Primarily, it just feels good to find something that should, by any reasonable expectation, be lost forever. It’s a singular, fitful pleasure. It’s a small joy, and it can be cultivated.

But when something is actually lost for good, one must face the simple, blunt fact that things carry only as much importance as we place upon them. To lose something is to confront the transient and the inconstant. It’s unpleasant, important and, one hopes, leads us to a greater appreciation of what we have right in front of us.

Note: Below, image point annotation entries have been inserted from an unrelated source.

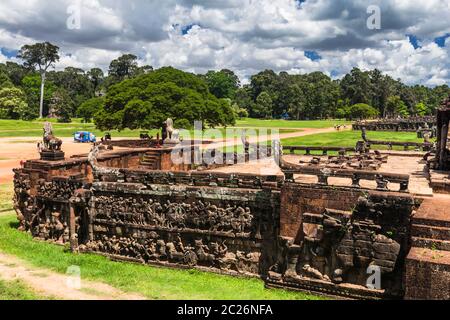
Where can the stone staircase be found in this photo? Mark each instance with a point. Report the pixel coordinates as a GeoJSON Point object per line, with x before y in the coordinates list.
{"type": "Point", "coordinates": [151, 160]}
{"type": "Point", "coordinates": [428, 262]}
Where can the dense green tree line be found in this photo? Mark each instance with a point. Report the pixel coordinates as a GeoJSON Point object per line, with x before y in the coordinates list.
{"type": "Point", "coordinates": [359, 94]}
{"type": "Point", "coordinates": [133, 96]}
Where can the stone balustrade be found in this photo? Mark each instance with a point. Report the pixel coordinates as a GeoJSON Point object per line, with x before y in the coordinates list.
{"type": "Point", "coordinates": [324, 150]}
{"type": "Point", "coordinates": [406, 145]}
{"type": "Point", "coordinates": [383, 179]}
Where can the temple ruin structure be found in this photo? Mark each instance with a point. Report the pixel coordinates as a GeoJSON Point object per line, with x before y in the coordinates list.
{"type": "Point", "coordinates": [348, 222]}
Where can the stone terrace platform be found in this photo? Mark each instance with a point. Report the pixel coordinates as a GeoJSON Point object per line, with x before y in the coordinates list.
{"type": "Point", "coordinates": [428, 262]}
{"type": "Point", "coordinates": [399, 164]}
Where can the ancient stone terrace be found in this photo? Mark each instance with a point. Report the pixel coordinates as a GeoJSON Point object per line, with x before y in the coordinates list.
{"type": "Point", "coordinates": [412, 124]}
{"type": "Point", "coordinates": [319, 220]}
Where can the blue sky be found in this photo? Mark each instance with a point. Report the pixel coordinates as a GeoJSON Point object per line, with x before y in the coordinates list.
{"type": "Point", "coordinates": [247, 36]}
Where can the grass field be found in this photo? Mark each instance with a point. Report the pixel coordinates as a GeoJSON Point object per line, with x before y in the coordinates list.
{"type": "Point", "coordinates": [316, 124]}
{"type": "Point", "coordinates": [19, 128]}
{"type": "Point", "coordinates": [16, 290]}
{"type": "Point", "coordinates": [152, 282]}
{"type": "Point", "coordinates": [349, 138]}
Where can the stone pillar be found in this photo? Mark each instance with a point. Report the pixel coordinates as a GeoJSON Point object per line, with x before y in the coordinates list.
{"type": "Point", "coordinates": [72, 229]}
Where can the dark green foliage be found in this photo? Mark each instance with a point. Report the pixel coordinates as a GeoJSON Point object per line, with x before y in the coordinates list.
{"type": "Point", "coordinates": [222, 84]}
{"type": "Point", "coordinates": [13, 104]}
{"type": "Point", "coordinates": [90, 107]}
{"type": "Point", "coordinates": [148, 100]}
{"type": "Point", "coordinates": [361, 111]}
{"type": "Point", "coordinates": [75, 82]}
{"type": "Point", "coordinates": [31, 85]}
{"type": "Point", "coordinates": [61, 106]}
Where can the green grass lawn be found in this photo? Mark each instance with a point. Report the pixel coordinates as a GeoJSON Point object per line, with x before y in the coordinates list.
{"type": "Point", "coordinates": [151, 282]}
{"type": "Point", "coordinates": [349, 138]}
{"type": "Point", "coordinates": [16, 290]}
{"type": "Point", "coordinates": [19, 128]}
{"type": "Point", "coordinates": [316, 124]}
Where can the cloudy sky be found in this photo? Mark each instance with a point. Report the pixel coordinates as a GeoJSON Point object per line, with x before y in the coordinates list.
{"type": "Point", "coordinates": [247, 36]}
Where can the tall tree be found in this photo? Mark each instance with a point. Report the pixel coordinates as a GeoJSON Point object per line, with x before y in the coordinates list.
{"type": "Point", "coordinates": [96, 76]}
{"type": "Point", "coordinates": [43, 56]}
{"type": "Point", "coordinates": [12, 103]}
{"type": "Point", "coordinates": [222, 84]}
{"type": "Point", "coordinates": [264, 106]}
{"type": "Point", "coordinates": [123, 67]}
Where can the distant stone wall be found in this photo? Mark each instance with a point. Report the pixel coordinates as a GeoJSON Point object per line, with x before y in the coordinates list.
{"type": "Point", "coordinates": [223, 229]}
{"type": "Point", "coordinates": [308, 237]}
{"type": "Point", "coordinates": [331, 236]}
{"type": "Point", "coordinates": [411, 124]}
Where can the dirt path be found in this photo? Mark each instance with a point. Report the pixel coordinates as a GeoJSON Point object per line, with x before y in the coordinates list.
{"type": "Point", "coordinates": [17, 149]}
{"type": "Point", "coordinates": [50, 284]}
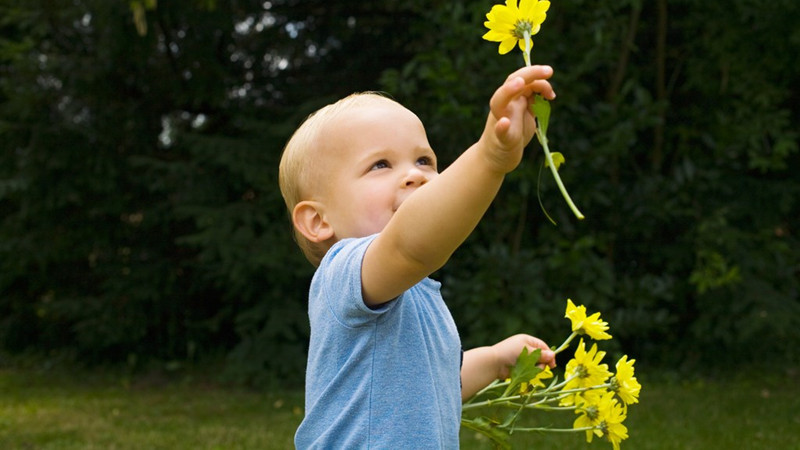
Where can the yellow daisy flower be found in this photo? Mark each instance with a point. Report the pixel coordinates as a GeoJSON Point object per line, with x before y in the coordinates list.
{"type": "Point", "coordinates": [592, 325]}
{"type": "Point", "coordinates": [612, 414]}
{"type": "Point", "coordinates": [605, 415]}
{"type": "Point", "coordinates": [624, 383]}
{"type": "Point", "coordinates": [508, 23]}
{"type": "Point", "coordinates": [584, 371]}
{"type": "Point", "coordinates": [536, 381]}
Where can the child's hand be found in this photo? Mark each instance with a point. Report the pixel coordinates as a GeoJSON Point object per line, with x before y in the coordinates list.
{"type": "Point", "coordinates": [509, 349]}
{"type": "Point", "coordinates": [511, 125]}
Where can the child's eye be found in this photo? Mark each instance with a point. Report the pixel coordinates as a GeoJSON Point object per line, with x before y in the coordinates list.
{"type": "Point", "coordinates": [382, 164]}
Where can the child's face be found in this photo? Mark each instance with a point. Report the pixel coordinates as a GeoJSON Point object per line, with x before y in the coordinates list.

Finally, and most glorious, is the library effect. You just don’t know what’ll find you when you set out looking. Remember roaming through the stacks in school, half looking for the boring-ass tome you were meant to be reading only to happen upon a book you’ve never forgotten and possibly never returned? So too the instant, unexpected joy and wondrous sadness that’s found every time you rifle through the boxes on the top shelf in the hall closet.

Ten years ago, I met a young man my age in Yemen named Walid-Abdala Mulaygi. Our conversations lasted about five minutes apiece every day for a week and consisted mostly of pointing at things and repeating the words to each other in Arabic, then in English. It was as endearing and funny as that type of conversation should be, and we became friends. On my last day in his town, he gave me a tape of Arabic pop music with his name scrawled on a white label. I found it in a box the other day. I hope he thinks of me, too, every time he finds the Dire Straits tape I gave him.

I also found a tape that a girl I dated around the same time gave me when she moved away. I sat down to eat a bowl of soup the other night, put in the tape and started reading an article about the CIA’s unmanned aircraft strikes in Afghanistan. It was an absolutely miserable combination. I barely blubbered through half of my dinner listening to Cat Stevens sing “Trouble,” missing my friend who I simply don’t know anymore, and also thinking of Walid in Yemen, knowing that neither of us will be able to make sense of what will probably happen in his country next. God I hope he still has that tape.

Thankfully, the song “I’ve Got a Brand New Pair of Roller Skates” by Melanie Safka eventually came on, providing me with a more-than-suitable reason to get up and press stop. I just couldn’t take much more.

I found a Tom Waits bootleg that I’ve been missing for years in which he strings the most glorious, flawless yarn of his career. It’s one of the funniest things I’ve ever heard in my God-given life, and every time I listen to it, I remember why storytelling is so important, and hysterical, and humane.

I also listened to a pile of my old demo tapes, including the one I went looking for to begin with. Black cassette, no label, bottom of the box. It’s a song I recorded in the garage one summer night when I couldn’t sleep. It sounded like a 23-year-old warning his older self not to be a flake, to be present, and to stay focused. I’m listening, and I hope not to disappoint him.